Девушка повернула к нему агатовые глаза, немного нахмурившись.
– Английский? – повторила она. – Что такое – английский?
– Nom d’un nom! Что? – де Гранден даже задохнулся, едва не взорвавшись. – «Что такое» – вы спрашиваете? Это язык, которым мы пользуемся. Варварский язык саксонских дикарей.
– Разве… – ее гладкий лоб сморщился от непонимания, – он не является языком, что мы используем в империи? Мы не в Александрии?
– В Александрии! – снова маленький француз оказался на грани взрыва, но взял себя в руки и спросил: – Parlez vous Français?[251]
Она покачала головой, тихо отрицая это.
– Но… но, – начал он, но остановился в замешательстве, почти в тревоге.

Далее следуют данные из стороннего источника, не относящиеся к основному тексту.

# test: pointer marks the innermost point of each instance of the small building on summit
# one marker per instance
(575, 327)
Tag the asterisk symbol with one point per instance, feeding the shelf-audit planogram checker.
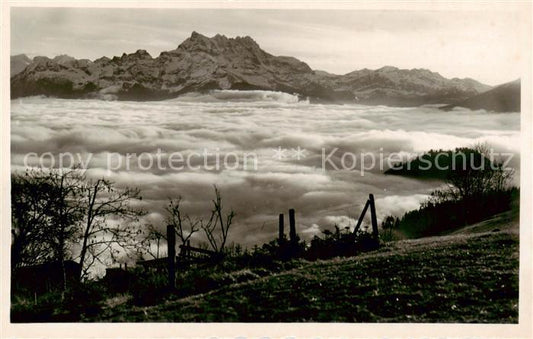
(279, 153)
(299, 153)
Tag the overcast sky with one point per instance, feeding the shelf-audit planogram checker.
(483, 45)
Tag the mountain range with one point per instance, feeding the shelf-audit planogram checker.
(201, 63)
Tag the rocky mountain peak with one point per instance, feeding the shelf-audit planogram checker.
(202, 63)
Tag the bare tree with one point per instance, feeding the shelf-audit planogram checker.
(103, 201)
(477, 174)
(152, 236)
(46, 212)
(217, 227)
(184, 225)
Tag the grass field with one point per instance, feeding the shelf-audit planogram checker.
(469, 277)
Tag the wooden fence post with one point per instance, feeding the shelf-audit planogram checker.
(281, 228)
(292, 225)
(361, 217)
(373, 217)
(171, 240)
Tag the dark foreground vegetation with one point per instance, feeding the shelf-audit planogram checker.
(342, 275)
(476, 188)
(454, 279)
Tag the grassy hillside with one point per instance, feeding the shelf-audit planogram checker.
(468, 277)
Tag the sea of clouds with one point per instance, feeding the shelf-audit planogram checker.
(260, 123)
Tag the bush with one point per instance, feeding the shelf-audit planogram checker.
(56, 306)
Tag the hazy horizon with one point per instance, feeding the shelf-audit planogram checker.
(454, 44)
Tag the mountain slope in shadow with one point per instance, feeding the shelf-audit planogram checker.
(503, 98)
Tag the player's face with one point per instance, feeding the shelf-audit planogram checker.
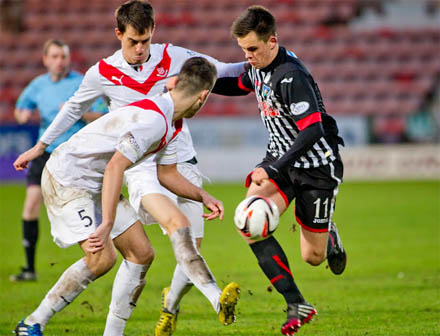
(57, 61)
(258, 53)
(135, 46)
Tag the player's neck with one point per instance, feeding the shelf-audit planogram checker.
(182, 102)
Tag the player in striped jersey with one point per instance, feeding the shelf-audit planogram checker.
(302, 160)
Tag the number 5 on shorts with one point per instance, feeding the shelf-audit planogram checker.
(88, 218)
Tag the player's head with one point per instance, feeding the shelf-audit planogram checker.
(193, 85)
(135, 28)
(255, 30)
(56, 58)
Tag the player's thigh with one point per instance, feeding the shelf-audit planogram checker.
(134, 245)
(102, 261)
(165, 212)
(268, 189)
(73, 213)
(142, 180)
(33, 202)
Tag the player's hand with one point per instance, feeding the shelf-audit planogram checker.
(22, 116)
(98, 239)
(259, 175)
(31, 154)
(214, 205)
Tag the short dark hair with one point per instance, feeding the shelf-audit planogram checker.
(197, 74)
(51, 42)
(136, 13)
(257, 19)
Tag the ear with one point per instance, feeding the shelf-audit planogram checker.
(118, 34)
(273, 40)
(171, 83)
(204, 95)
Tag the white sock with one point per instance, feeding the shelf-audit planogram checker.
(180, 285)
(194, 266)
(127, 287)
(71, 283)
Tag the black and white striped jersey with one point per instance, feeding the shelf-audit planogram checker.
(289, 100)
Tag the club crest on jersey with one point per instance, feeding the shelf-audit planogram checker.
(161, 72)
(299, 108)
(266, 90)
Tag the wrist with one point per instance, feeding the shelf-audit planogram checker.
(271, 171)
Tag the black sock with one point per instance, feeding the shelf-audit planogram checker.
(331, 242)
(30, 237)
(275, 265)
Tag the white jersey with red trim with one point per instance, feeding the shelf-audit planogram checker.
(141, 130)
(117, 80)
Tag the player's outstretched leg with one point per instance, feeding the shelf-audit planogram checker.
(298, 314)
(167, 320)
(200, 275)
(336, 255)
(228, 301)
(23, 329)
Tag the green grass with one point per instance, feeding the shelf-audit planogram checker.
(390, 286)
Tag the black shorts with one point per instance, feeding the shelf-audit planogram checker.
(35, 170)
(314, 191)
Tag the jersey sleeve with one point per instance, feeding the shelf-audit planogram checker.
(89, 89)
(297, 93)
(223, 69)
(26, 100)
(168, 155)
(138, 140)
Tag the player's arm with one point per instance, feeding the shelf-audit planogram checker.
(23, 160)
(171, 179)
(89, 89)
(233, 86)
(297, 93)
(96, 111)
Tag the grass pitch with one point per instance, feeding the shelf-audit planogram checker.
(390, 287)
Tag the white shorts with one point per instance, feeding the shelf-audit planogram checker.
(142, 180)
(75, 213)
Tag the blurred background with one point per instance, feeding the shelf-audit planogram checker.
(376, 62)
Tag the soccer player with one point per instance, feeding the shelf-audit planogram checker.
(82, 185)
(136, 71)
(302, 159)
(47, 93)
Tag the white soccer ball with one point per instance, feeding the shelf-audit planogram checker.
(257, 217)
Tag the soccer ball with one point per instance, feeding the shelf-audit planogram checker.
(256, 217)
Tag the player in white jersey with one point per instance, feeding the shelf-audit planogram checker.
(81, 187)
(136, 71)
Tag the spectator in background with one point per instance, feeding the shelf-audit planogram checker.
(47, 93)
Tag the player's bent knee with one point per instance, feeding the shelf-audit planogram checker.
(101, 262)
(145, 257)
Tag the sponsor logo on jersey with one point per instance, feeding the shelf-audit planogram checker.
(118, 79)
(266, 90)
(161, 72)
(268, 110)
(299, 108)
(320, 220)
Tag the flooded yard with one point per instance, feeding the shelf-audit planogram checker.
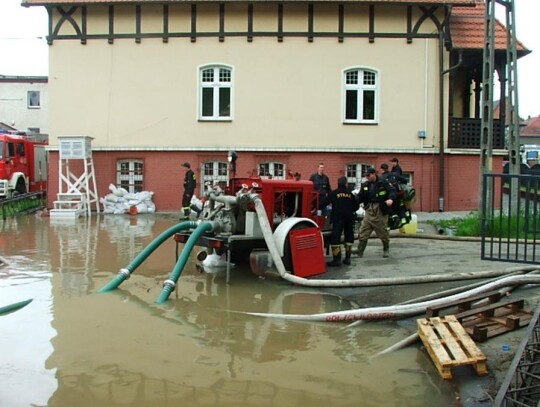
(72, 346)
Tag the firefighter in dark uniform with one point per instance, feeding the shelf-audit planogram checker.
(321, 183)
(378, 196)
(190, 182)
(344, 207)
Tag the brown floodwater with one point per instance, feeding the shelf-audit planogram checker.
(72, 346)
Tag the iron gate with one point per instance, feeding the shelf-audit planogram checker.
(511, 218)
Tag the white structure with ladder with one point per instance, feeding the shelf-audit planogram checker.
(77, 191)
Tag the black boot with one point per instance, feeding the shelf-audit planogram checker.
(348, 249)
(386, 249)
(361, 247)
(336, 252)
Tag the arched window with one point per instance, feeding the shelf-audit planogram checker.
(215, 93)
(361, 96)
(273, 170)
(215, 172)
(355, 174)
(129, 175)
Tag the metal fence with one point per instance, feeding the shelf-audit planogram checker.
(521, 386)
(511, 218)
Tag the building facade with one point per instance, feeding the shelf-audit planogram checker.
(24, 103)
(285, 84)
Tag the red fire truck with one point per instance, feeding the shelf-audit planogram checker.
(23, 165)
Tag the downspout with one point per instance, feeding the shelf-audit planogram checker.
(442, 169)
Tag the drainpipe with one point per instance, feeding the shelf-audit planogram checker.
(442, 179)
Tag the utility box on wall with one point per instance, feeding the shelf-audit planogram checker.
(75, 147)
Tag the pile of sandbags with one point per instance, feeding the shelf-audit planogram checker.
(121, 201)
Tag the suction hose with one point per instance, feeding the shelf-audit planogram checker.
(14, 307)
(393, 311)
(170, 283)
(125, 273)
(361, 282)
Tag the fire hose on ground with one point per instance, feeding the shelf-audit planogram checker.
(14, 307)
(361, 282)
(170, 283)
(406, 310)
(125, 273)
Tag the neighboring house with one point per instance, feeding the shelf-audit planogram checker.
(530, 140)
(286, 84)
(24, 103)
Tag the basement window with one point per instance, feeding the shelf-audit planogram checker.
(129, 175)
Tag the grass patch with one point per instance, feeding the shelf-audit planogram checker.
(503, 226)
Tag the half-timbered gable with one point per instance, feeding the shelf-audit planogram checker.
(287, 84)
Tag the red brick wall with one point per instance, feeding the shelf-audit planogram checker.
(164, 174)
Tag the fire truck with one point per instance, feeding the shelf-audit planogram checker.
(291, 213)
(23, 165)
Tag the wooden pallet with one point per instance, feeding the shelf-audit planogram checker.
(484, 322)
(449, 345)
(463, 305)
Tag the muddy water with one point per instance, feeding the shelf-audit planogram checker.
(74, 347)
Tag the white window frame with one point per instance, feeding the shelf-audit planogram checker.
(33, 99)
(134, 175)
(364, 74)
(216, 83)
(276, 170)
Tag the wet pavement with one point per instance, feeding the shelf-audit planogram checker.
(74, 347)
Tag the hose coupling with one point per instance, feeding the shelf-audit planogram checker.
(169, 283)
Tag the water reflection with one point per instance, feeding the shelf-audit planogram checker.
(198, 349)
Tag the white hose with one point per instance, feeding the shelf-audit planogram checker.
(394, 311)
(3, 262)
(361, 282)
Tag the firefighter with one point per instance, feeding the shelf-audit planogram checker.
(377, 195)
(190, 182)
(321, 183)
(344, 207)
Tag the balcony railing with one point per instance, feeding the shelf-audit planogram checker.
(466, 133)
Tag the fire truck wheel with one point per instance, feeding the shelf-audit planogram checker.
(287, 255)
(240, 256)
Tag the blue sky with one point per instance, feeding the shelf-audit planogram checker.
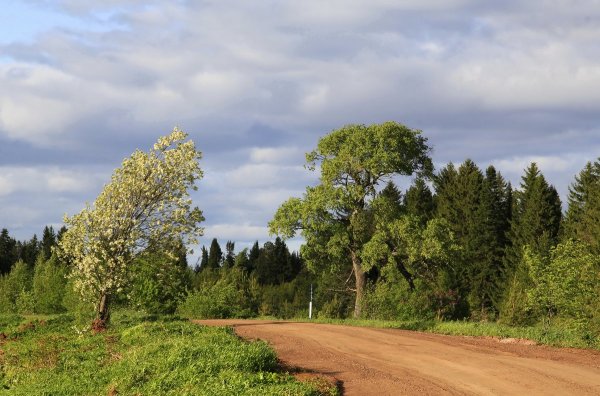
(255, 84)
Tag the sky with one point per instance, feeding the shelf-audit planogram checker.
(256, 84)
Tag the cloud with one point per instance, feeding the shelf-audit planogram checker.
(49, 180)
(256, 85)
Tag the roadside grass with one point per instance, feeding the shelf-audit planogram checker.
(560, 334)
(138, 355)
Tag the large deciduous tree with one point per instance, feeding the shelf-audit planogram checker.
(146, 204)
(335, 216)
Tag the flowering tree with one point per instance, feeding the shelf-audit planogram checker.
(146, 204)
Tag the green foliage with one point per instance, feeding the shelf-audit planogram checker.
(159, 283)
(418, 201)
(8, 252)
(221, 293)
(49, 282)
(16, 287)
(166, 357)
(566, 282)
(146, 205)
(335, 216)
(215, 255)
(535, 223)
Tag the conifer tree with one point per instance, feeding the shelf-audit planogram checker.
(458, 200)
(203, 260)
(253, 256)
(535, 223)
(229, 254)
(418, 201)
(493, 219)
(215, 255)
(7, 251)
(48, 241)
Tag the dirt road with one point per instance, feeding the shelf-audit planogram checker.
(395, 362)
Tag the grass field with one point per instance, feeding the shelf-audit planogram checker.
(137, 356)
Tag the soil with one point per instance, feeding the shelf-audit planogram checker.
(367, 361)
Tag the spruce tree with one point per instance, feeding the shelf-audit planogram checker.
(253, 256)
(215, 255)
(7, 251)
(493, 221)
(535, 223)
(229, 254)
(458, 201)
(418, 201)
(48, 241)
(204, 258)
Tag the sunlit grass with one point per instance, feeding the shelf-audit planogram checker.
(136, 356)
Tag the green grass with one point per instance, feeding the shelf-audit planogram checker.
(561, 334)
(136, 356)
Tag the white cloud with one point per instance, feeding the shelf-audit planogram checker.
(277, 155)
(45, 180)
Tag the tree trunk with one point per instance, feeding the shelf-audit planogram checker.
(361, 280)
(103, 314)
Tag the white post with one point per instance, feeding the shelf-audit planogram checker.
(310, 304)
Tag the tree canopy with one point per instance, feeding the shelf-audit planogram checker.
(146, 204)
(334, 216)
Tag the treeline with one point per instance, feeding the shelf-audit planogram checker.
(262, 280)
(475, 247)
(266, 280)
(463, 244)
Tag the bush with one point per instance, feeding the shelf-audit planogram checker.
(159, 283)
(49, 285)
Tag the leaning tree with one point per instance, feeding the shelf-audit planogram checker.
(335, 217)
(146, 204)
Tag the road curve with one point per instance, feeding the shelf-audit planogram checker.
(371, 361)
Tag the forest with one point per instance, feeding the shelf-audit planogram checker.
(461, 243)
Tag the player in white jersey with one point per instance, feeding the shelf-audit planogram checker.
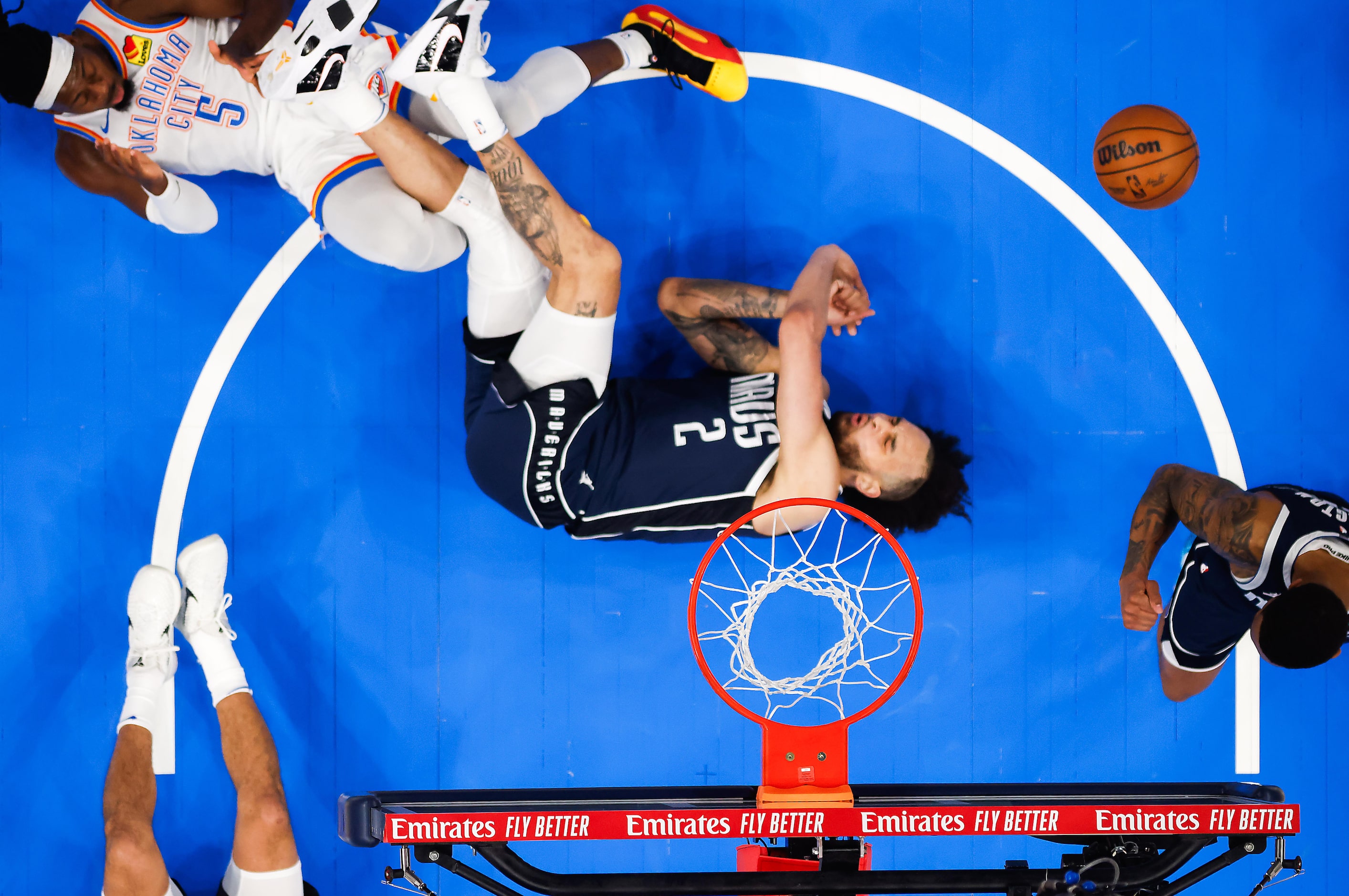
(147, 91)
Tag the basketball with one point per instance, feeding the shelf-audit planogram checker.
(1146, 157)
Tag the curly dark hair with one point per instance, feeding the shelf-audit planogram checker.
(943, 493)
(1304, 628)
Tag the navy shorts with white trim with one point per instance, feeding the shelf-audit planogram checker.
(1208, 616)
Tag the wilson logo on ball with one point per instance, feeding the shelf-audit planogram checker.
(1146, 157)
(1121, 150)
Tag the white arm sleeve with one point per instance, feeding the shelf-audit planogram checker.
(184, 207)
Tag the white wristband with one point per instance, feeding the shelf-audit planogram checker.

– Я понимаю, – начала она, в то время как он ждал ее объяснения. – Миг тому назад я перестала держать руку моего господина, и слова, что вы использовали, мне стали непонятны, хотя до того я всё понимала отлично. Посмотрите: в то время как его рука сжата в моей, я говорю как вы и понимаю вашу речь. Но как только я выпускаю его пальцы, мой разум становится чистым, и всё кажется чужим. Я знаю ответ на ваш вопрос. Он, – она бросила жаркий взгляд на сидящего рядом юношу, – он – любовь моя через все века, мужчина, который пробудил меня к жизни из смерти. Когда он прикасается ко мне, или я прикасаюсь к нему, я говорю его языком и слышу его ушами. Но как только контакт нарушается – я иностранка в чужой стране и времени.